Suna stemmte sich hustend in eine sitzende Position. Sie hatte Xatar einmal von Stefan erzählt und was er mit ihr abgezogen hatte. »Ich wusste nicht, dass er losgeht und dich verprügelt.« Sie betastete ihre Seite. »Aber gerade wünsche ich mir, er hätte dir die Eier abgerissen.«

Stefan rammte ihr das Knie ins Gesicht.

Suna konnte sich eben noch wegdrehen, das Knie traf sie daher nicht frontal auf die Nase, sondern seitlich am Kopf und warf die junge Deutschtürkin gegen die Wand.

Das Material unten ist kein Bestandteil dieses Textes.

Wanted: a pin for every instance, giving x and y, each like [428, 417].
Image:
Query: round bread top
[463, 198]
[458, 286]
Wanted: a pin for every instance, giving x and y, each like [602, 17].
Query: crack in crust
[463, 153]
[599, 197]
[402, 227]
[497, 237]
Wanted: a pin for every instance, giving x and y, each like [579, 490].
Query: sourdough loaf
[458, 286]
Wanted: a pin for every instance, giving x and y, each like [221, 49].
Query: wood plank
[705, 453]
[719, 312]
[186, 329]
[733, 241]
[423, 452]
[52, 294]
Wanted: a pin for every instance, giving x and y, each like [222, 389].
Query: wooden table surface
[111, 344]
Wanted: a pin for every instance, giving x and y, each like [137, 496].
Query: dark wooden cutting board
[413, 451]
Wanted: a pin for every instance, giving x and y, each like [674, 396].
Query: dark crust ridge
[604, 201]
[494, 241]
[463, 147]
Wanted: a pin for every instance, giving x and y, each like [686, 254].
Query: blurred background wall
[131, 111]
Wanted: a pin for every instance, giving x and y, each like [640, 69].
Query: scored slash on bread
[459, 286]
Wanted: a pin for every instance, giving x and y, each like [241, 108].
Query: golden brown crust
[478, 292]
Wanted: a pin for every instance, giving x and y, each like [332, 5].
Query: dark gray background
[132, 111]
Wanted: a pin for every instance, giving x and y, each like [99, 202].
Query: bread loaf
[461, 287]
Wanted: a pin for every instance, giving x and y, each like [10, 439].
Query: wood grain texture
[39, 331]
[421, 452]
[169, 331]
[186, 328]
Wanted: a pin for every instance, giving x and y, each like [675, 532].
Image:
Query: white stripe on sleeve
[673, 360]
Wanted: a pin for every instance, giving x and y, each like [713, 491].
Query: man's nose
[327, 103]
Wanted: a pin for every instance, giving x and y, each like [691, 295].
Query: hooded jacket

Eine Platzwunde tat sich auf. Benommenheit breitete sich gnädig in ihrem Denken aus. Sie sah Stefan undeutlich, schmeckte ihr eigenes Blut im Mund. Die Lippe war gerissen, und sie hatte sich auf die Zunge gebissen. Sie war ihm hoffnungslos unterlegen.

»Hey, Sie!«, erklang unvermittelt eine Frauenstimme. »Was machen Sie da?«

Stefan wandte sich um. »Geht Sie nichts an. Verschwinden Sie.«

»Ist das ein Messer in Ihrer Hand?«

»Verpiss dich!« Stefan hob den Arm und ließ die Klinge im Licht aufleuchten. »Und nicht die Bullen rufen.«

»Werde ich nicht.« Die unscheinbare Frau kam mutig näher – und zog eine Pistole unter dem Kurzmantel hervor. »Ganz sicher nicht.«

»Mit der Schreckschusswaffe machst du mir –«, setzte Stefan an.

Es knallte zweimal.

Suna sah das Shirt auf Stefans Rücken zucken, dann entstand dort ein centgroßes Loch, an dessen ausgefransten Rändern Blut haftete. Roter Sprühnebel verteilte sich hinter ihm, darüber schoss eine armlange Fontäne aus dem Hinterkopf. Leise prasselte das Rot auf den Asphalt.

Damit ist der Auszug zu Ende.